What exactly happens when competent cells like DH5ɑ are heatshocked with DNA present? How does the DNA get inside the cells?
Specifically, why are all the steps necessary? What if you heatshock right after adding DNA? What if you don't put on ice after heatshock? What does the calcium chloride do? What actually happens when cells are "competent"? What governs transformation efficiency (besides obvious things like amount of DNA or cells)?
To make it clear what I'm talking about, I use a protocol like the following:
- Take cells out of -80C and thaw on ice for 5 min.
- Add 1 ul (~500 ng) plasmid DNA to 50 ul cells, mix gently with pipette tip.
- Leave on ice for 30 min.
- Put in 42C water bath for 45 sec.
- Put on ice for 10 min.
- Add 950 ul LB, put in 37C for 1 hour.
- Spread 300 ul of the culture on LB-agar plates with appropriate selection.
I usually get thousands of colonies from this (in fact, often 1:10 or 1:100 dilution is necessary so I can actually get isolated colonies). Even if I skip the outgrowth, I still get hundreds.

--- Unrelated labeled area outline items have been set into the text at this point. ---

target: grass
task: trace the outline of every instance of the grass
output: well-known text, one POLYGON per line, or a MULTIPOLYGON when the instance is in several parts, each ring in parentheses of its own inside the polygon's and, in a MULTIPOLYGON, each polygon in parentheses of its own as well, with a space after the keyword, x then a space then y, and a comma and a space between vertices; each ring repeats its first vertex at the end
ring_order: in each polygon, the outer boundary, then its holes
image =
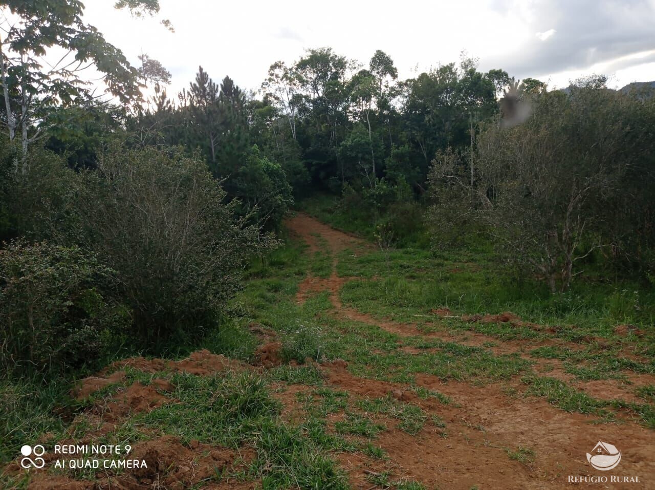
MULTIPOLYGON (((328 204, 319 200, 310 210, 326 217, 328 204)), ((350 231, 362 225, 357 220, 341 223, 341 219, 335 215, 326 221, 350 231)), ((366 235, 368 229, 360 229, 366 235)), ((512 279, 483 242, 439 254, 406 247, 392 250, 388 256, 382 251, 358 255, 347 250, 335 255, 324 240, 316 238, 319 250, 311 254, 305 245, 290 240, 264 260, 253 260, 246 271, 243 290, 229 305, 229 318, 221 319, 220 328, 201 345, 179 346, 173 356, 185 356, 193 350, 206 348, 250 362, 261 341, 248 328, 255 323, 276 332, 276 339, 282 343, 282 366, 210 376, 166 370, 153 374, 128 367, 124 381, 83 402, 70 398, 73 379, 46 385, 2 380, 0 409, 9 414, 0 422, 2 461, 14 459, 20 444, 34 443, 46 433, 52 440, 93 434, 98 428, 93 423, 80 417, 71 425, 73 417, 94 404, 102 405, 121 386, 135 381, 147 385, 155 377, 171 381, 175 386, 171 394, 174 401, 149 413, 134 414, 98 441, 135 443, 172 434, 183 443, 197 440, 252 448, 256 455, 253 461, 240 469, 217 474, 214 481, 230 478, 257 481, 262 489, 348 488, 336 455, 358 453, 377 464, 389 464, 389 455, 376 444, 383 431, 419 436, 429 430, 447 438, 445 429, 451 428, 438 415, 442 414, 425 406, 462 411, 466 407, 419 383, 430 377, 438 382, 475 386, 502 383, 508 398, 540 397, 561 410, 586 414, 599 423, 633 419, 655 429, 652 385, 630 388, 639 402, 600 400, 550 377, 548 372, 537 375, 533 361, 525 358, 529 355, 534 360, 557 362, 580 381, 615 379, 627 386, 627 371, 655 373, 652 292, 636 284, 619 284, 590 275, 578 281, 570 293, 553 296, 536 282, 512 279), (327 292, 310 295, 298 304, 299 284, 308 271, 329 277, 335 263, 339 275, 358 278, 341 292, 345 305, 373 318, 415 325, 418 331, 399 335, 371 324, 374 322, 337 317, 327 292), (449 308, 453 316, 510 311, 525 321, 553 328, 442 318, 430 312, 437 308, 449 308), (622 337, 614 331, 618 322, 633 324, 645 335, 622 337), (489 341, 479 347, 458 341, 472 331, 487 335, 489 341), (449 339, 455 340, 422 335, 431 332, 446 333, 449 339), (548 341, 548 344, 529 347, 523 356, 495 354, 495 348, 505 341, 522 341, 526 345, 548 341), (634 355, 624 354, 627 347, 634 355), (307 358, 312 362, 305 362, 307 358), (331 385, 313 361, 336 358, 348 363, 349 375, 401 383, 419 402, 405 403, 392 396, 361 396, 331 385), (277 393, 298 385, 302 389, 295 395, 294 408, 300 415, 283 416, 277 393)), ((551 365, 550 371, 553 369, 551 365)), ((479 424, 470 426, 487 430, 479 424)), ((456 432, 452 434, 454 437, 456 432)), ((536 461, 529 447, 504 450, 508 457, 526 466, 536 461)), ((75 476, 91 479, 94 474, 75 476)), ((398 480, 390 470, 373 472, 368 479, 371 485, 381 487, 424 488, 419 482, 398 480)), ((27 483, 9 476, 0 479, 0 485, 7 488, 27 483)))
POLYGON ((508 447, 505 451, 507 455, 510 457, 510 459, 515 460, 521 464, 531 466, 536 460, 536 453, 534 449, 530 447, 523 447, 519 445, 515 449, 508 447))

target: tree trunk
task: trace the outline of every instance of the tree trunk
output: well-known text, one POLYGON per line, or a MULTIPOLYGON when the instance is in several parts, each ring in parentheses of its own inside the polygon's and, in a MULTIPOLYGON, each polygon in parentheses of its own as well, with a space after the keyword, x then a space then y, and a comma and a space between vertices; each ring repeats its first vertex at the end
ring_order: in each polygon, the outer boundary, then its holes
MULTIPOLYGON (((373 136, 371 132, 371 121, 369 120, 369 111, 366 111, 366 124, 369 126, 369 144, 371 146, 371 161, 373 162, 373 181, 375 181, 375 155, 373 154, 373 136)), ((372 187, 372 186, 371 186, 372 187)))
POLYGON ((9 141, 16 138, 16 121, 11 113, 11 104, 9 100, 9 86, 7 81, 7 67, 5 66, 5 54, 2 51, 2 39, 0 39, 0 65, 2 66, 2 89, 5 96, 5 110, 7 111, 7 125, 9 130, 9 141))

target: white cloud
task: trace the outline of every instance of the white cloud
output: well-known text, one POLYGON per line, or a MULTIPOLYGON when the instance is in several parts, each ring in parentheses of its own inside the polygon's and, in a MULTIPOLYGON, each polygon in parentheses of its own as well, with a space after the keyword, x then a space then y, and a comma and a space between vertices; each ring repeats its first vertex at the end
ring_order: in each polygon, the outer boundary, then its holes
POLYGON ((617 83, 637 73, 655 79, 645 69, 629 69, 646 60, 625 60, 651 48, 643 47, 652 41, 646 19, 655 0, 608 0, 602 8, 595 0, 160 1, 159 18, 132 19, 113 2, 86 0, 84 18, 132 63, 141 51, 161 62, 173 75, 171 95, 188 87, 199 65, 215 81, 229 75, 242 88, 256 90, 273 62, 291 63, 305 49, 325 46, 364 64, 381 49, 401 78, 457 62, 464 49, 479 58, 481 69, 502 68, 517 78, 558 85, 617 60, 621 66, 609 67, 618 78, 628 77, 617 83), (176 32, 159 18, 170 19, 176 32))
POLYGON ((554 29, 549 29, 548 31, 545 31, 544 32, 538 32, 536 33, 536 37, 538 37, 542 41, 546 41, 556 32, 557 31, 555 31, 554 29))

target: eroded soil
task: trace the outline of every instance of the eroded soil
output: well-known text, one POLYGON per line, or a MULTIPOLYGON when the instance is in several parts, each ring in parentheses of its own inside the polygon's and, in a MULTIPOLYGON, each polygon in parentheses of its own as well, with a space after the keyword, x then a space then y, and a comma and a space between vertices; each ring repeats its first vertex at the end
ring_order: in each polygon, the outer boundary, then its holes
MULTIPOLYGON (((301 214, 288 222, 288 227, 305 240, 311 250, 318 246, 317 235, 325 240, 333 255, 346 248, 365 250, 366 244, 352 236, 341 233, 301 214)), ((336 265, 336 261, 333 264, 336 265)), ((447 328, 426 333, 416 325, 381 320, 344 305, 339 292, 350 278, 340 277, 333 267, 329 278, 310 275, 301 283, 299 301, 317 292, 327 291, 337 317, 373 325, 400 337, 423 336, 455 342, 465 345, 485 347, 496 355, 517 354, 533 363, 535 373, 542 373, 544 365, 549 364, 546 375, 561 379, 578 390, 603 400, 622 398, 635 401, 635 386, 654 383, 650 375, 627 373, 633 385, 608 379, 587 382, 576 381, 565 373, 561 362, 555 359, 531 357, 529 350, 544 345, 563 346, 579 349, 578 344, 557 338, 539 341, 504 341, 477 332, 450 332, 447 328)), ((455 316, 447 309, 432 312, 440 317, 455 316)), ((479 314, 461 318, 464 322, 506 323, 515 328, 546 330, 548 327, 525 322, 511 312, 498 315, 479 314)), ((625 330, 625 329, 624 329, 625 330)), ((411 352, 411 347, 405 352, 411 352)), ((416 349, 416 352, 419 350, 416 349)), ((428 488, 542 489, 569 486, 567 477, 599 476, 586 461, 586 453, 599 440, 610 442, 620 447, 622 459, 614 474, 639 476, 642 483, 607 483, 605 488, 649 488, 655 487, 655 433, 632 421, 595 424, 595 417, 569 413, 550 404, 544 398, 518 396, 521 390, 517 379, 502 383, 472 386, 466 383, 444 383, 434 376, 418 375, 417 384, 451 397, 455 403, 444 405, 438 402, 419 400, 407 390, 407 386, 352 375, 343 365, 326 366, 331 385, 363 397, 379 397, 388 393, 402 396, 407 401, 422 406, 428 412, 438 415, 451 427, 444 438, 440 430, 423 430, 411 436, 398 430, 387 430, 377 442, 395 462, 394 472, 423 483, 428 488), (457 405, 457 406, 455 406, 457 405), (517 448, 531 448, 533 461, 519 462, 509 457, 510 451, 517 448), (619 470, 620 469, 620 470, 619 470)), ((340 458, 348 468, 351 482, 358 488, 371 487, 362 479, 363 467, 360 457, 350 455, 340 458)), ((588 484, 575 486, 587 487, 588 484)))

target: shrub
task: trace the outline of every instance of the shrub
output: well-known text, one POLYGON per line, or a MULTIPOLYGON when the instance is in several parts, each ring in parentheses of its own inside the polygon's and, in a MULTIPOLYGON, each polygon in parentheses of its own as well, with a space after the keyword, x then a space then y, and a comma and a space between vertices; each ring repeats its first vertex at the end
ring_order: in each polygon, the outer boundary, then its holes
POLYGON ((213 326, 247 258, 272 243, 235 217, 238 203, 225 203, 200 159, 177 150, 113 148, 86 178, 82 240, 116 271, 134 334, 151 351, 213 326))
POLYGON ((304 362, 306 358, 318 361, 325 352, 320 329, 313 325, 297 325, 284 331, 281 335, 282 358, 288 362, 295 359, 304 362))
POLYGON ((111 271, 80 248, 10 243, 0 252, 0 364, 64 371, 96 358, 119 319, 101 293, 111 271))

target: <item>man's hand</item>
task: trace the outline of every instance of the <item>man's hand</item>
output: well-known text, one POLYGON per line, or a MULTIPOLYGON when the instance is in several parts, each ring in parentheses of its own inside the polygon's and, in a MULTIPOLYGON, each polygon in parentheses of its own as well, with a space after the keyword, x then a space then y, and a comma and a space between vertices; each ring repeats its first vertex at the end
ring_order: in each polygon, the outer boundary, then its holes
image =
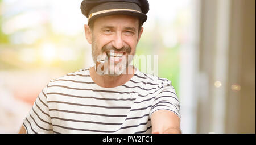
POLYGON ((159 110, 151 117, 152 134, 180 134, 180 119, 174 113, 159 110))

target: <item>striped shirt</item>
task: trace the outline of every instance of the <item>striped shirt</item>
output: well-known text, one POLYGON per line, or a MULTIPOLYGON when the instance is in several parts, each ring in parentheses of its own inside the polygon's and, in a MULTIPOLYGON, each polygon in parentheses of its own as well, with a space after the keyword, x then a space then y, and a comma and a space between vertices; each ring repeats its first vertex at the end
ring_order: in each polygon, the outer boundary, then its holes
POLYGON ((51 80, 23 120, 27 133, 151 133, 160 109, 179 117, 179 102, 167 79, 136 69, 122 85, 103 88, 89 69, 51 80))

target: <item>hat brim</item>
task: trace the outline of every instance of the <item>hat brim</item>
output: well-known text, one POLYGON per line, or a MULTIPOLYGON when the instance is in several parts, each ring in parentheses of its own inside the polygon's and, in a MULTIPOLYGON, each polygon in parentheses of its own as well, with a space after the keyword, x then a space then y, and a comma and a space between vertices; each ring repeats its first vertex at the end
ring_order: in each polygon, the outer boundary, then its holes
POLYGON ((142 25, 143 24, 144 22, 147 20, 147 15, 144 13, 136 11, 121 10, 121 11, 115 11, 104 13, 102 14, 97 14, 90 18, 88 23, 89 24, 91 22, 95 20, 95 19, 96 19, 97 18, 113 15, 126 15, 137 17, 142 22, 142 25))

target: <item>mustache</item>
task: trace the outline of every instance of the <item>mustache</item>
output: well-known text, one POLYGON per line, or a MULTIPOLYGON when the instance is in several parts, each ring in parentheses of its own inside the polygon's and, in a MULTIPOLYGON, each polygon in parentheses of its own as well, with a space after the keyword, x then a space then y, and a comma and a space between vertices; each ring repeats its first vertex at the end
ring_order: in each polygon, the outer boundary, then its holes
POLYGON ((131 52, 131 49, 129 46, 123 46, 123 47, 122 47, 120 49, 117 49, 114 46, 106 46, 106 45, 105 45, 102 47, 101 51, 103 53, 104 52, 109 51, 110 50, 114 50, 114 51, 117 51, 117 52, 121 52, 121 51, 125 52, 128 54, 129 54, 131 52))

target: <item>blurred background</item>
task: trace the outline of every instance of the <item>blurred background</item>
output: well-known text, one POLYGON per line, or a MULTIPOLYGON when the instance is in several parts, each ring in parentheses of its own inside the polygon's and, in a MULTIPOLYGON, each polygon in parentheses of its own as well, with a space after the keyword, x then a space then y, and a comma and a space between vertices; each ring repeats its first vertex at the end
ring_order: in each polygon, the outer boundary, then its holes
MULTIPOLYGON (((81 1, 0 0, 0 133, 51 80, 93 65, 81 1)), ((137 54, 158 55, 183 132, 255 133, 255 1, 148 1, 137 54)))

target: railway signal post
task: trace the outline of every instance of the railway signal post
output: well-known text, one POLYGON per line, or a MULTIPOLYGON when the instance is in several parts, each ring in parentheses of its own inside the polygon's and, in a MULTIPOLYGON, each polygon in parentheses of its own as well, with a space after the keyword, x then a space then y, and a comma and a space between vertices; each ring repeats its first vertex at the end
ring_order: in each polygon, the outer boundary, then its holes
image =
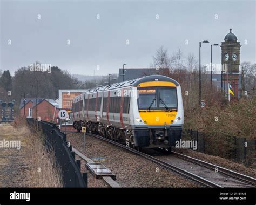
POLYGON ((85 151, 85 133, 86 132, 86 127, 82 127, 82 132, 84 133, 84 149, 85 151))

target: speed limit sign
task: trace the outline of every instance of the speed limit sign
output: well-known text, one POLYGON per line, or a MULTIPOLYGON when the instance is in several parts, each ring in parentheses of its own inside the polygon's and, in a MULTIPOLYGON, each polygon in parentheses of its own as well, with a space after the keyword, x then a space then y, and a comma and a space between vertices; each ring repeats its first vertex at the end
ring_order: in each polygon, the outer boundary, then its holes
POLYGON ((201 100, 200 106, 201 108, 204 108, 206 106, 206 104, 204 100, 201 100))
POLYGON ((65 120, 69 116, 68 112, 65 110, 60 110, 59 111, 58 115, 62 120, 65 120))

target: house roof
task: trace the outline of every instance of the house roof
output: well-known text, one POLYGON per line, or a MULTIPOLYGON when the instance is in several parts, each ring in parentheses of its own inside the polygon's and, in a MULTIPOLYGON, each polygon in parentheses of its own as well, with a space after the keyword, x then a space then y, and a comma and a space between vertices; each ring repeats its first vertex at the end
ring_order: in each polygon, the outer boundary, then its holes
MULTIPOLYGON (((58 101, 55 101, 52 99, 46 99, 46 98, 37 98, 37 104, 38 104, 44 100, 47 101, 48 102, 50 103, 53 106, 56 107, 56 108, 59 108, 59 104, 58 101)), ((25 105, 26 105, 29 101, 32 101, 33 102, 32 107, 36 106, 36 99, 35 98, 26 98, 26 102, 25 105)), ((24 107, 24 102, 23 102, 23 98, 21 99, 21 102, 19 104, 19 110, 23 108, 24 107)))

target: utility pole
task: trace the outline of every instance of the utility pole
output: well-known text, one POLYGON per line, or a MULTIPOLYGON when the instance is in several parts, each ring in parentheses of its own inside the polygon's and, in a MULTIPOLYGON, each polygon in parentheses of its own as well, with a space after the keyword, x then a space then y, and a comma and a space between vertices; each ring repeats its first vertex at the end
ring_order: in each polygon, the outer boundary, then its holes
POLYGON ((124 66, 126 64, 123 64, 123 81, 124 81, 124 66))

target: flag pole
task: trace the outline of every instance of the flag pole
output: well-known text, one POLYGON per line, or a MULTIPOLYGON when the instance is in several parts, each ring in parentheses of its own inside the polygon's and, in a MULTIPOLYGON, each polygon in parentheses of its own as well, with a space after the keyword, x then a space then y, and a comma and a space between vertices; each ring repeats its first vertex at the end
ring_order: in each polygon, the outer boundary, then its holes
POLYGON ((230 102, 230 83, 228 83, 228 102, 230 102))

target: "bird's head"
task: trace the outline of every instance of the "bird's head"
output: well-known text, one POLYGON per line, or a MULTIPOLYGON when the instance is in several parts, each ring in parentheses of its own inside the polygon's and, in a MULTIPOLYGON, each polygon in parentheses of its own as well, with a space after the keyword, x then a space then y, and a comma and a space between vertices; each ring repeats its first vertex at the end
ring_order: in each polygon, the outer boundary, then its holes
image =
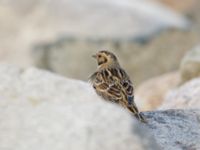
POLYGON ((117 57, 111 52, 108 52, 105 50, 99 51, 92 57, 94 57, 97 60, 97 64, 99 68, 119 66, 117 57))

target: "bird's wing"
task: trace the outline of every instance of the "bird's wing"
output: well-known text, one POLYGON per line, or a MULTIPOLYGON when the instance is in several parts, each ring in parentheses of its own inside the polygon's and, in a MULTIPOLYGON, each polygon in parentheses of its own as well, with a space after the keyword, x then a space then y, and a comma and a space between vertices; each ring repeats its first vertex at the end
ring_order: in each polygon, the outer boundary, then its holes
MULTIPOLYGON (((106 99, 133 100, 133 87, 126 72, 121 68, 101 70, 94 82, 97 93, 106 99), (108 97, 105 97, 108 96, 108 97)), ((126 102, 127 103, 127 102, 126 102)))

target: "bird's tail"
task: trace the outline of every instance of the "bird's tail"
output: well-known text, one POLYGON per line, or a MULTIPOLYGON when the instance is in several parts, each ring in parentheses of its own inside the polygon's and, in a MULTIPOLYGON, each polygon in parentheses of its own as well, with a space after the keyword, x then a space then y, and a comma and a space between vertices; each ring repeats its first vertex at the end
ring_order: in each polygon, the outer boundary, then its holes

I don't have my competent cell protocol, but basically I use that one rubidium chloride that everyone uses: DH5ɑ cells are washed with some buffers, suspended in a solution with CaCl2 and RbCl, then frozen in liquid nitrogen. I never actually measured, but usually the concentration of cells in the frozen aliquots is about 10 times as many as you would get from an overnight liquid culture (they are spun down and resuspended in a small volume).